Lower respiratory tract infections are a frequent reason for consultation and antibiotic prescribing in primary care. However, nationally representative data describing real-world management in routine practice remain limited in France. This nationwide retrospective observational study uses anonymized electronic health records from the THIN® France database, a large primary care data warehouse collecting routinely recorded clinical data from general practitioners. The study includes adults aged 18 years and older with a recorded episode of community-acquired lower respiratory tract infection between January 2015 and December 2024. Each participant contributes a single index episode and is followed for 30 days to assess short-term outcomes. The study period allows the evaluation of management practices over a 10-year timeframe in routine ambulatory care. The main objective is to describe patients characteristics and real-world management of lower respiratory tract infections in primary care, with a focus on patterns of care, treatment strategies, and short-term outcomes. This study is based exclusively on previously collected anonymized data and does not involve any intervention or change in patient care. By providing a large-scale overview of routine practice, the study aims to improve understanding of current management approaches and identify potential areas for optimizing antibiotic use in primary care.
Study Type
OBSERVATIONAL
Enrollment
230,066
Participant Characteristics at Index LRTI Episode
Descriptive summary of participant characteristics at the index lower respiratory tract infection episode, including age, sex, body mass index, smoking status, alcohol use, comorbidities, and vaccination status, overall and by antibiotic exposure group.
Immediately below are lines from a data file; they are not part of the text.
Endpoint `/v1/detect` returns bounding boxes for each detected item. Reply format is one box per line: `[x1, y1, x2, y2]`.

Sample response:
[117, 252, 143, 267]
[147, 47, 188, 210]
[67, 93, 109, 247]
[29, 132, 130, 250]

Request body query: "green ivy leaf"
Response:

Time frame: Index consultation
Antibiotic Prescribing Rate
Proportion of participants with an antibiotic prescription at the index episode, stratified on LRTI type
Time frame: Index consultation
Type of Antibiotics Prescribed for Antibiotic-treated LRTIs
Distribution of antibiotic classes prescribed at the index episode.
Time frame: Index consultation
Duration of Antibiotic Treatment for Antiobiotic-treated LRTIs
Duration of antibiotic treatment prescribed for the index episode.
Time frame: Index consultation
30-Day LRTI-Related Reconsultation Rate
Proportion of participants with a follow-up consultation related to LRTI within 30 days.
Time frame: 30 days
30-Day Severe Complication Rate After LRTI
Occurrence of Sepsis/septic shock, Pleural effusion, Lung abscess, Acute respiratory distress syndrome (ARDS) within 30 days after the index episode.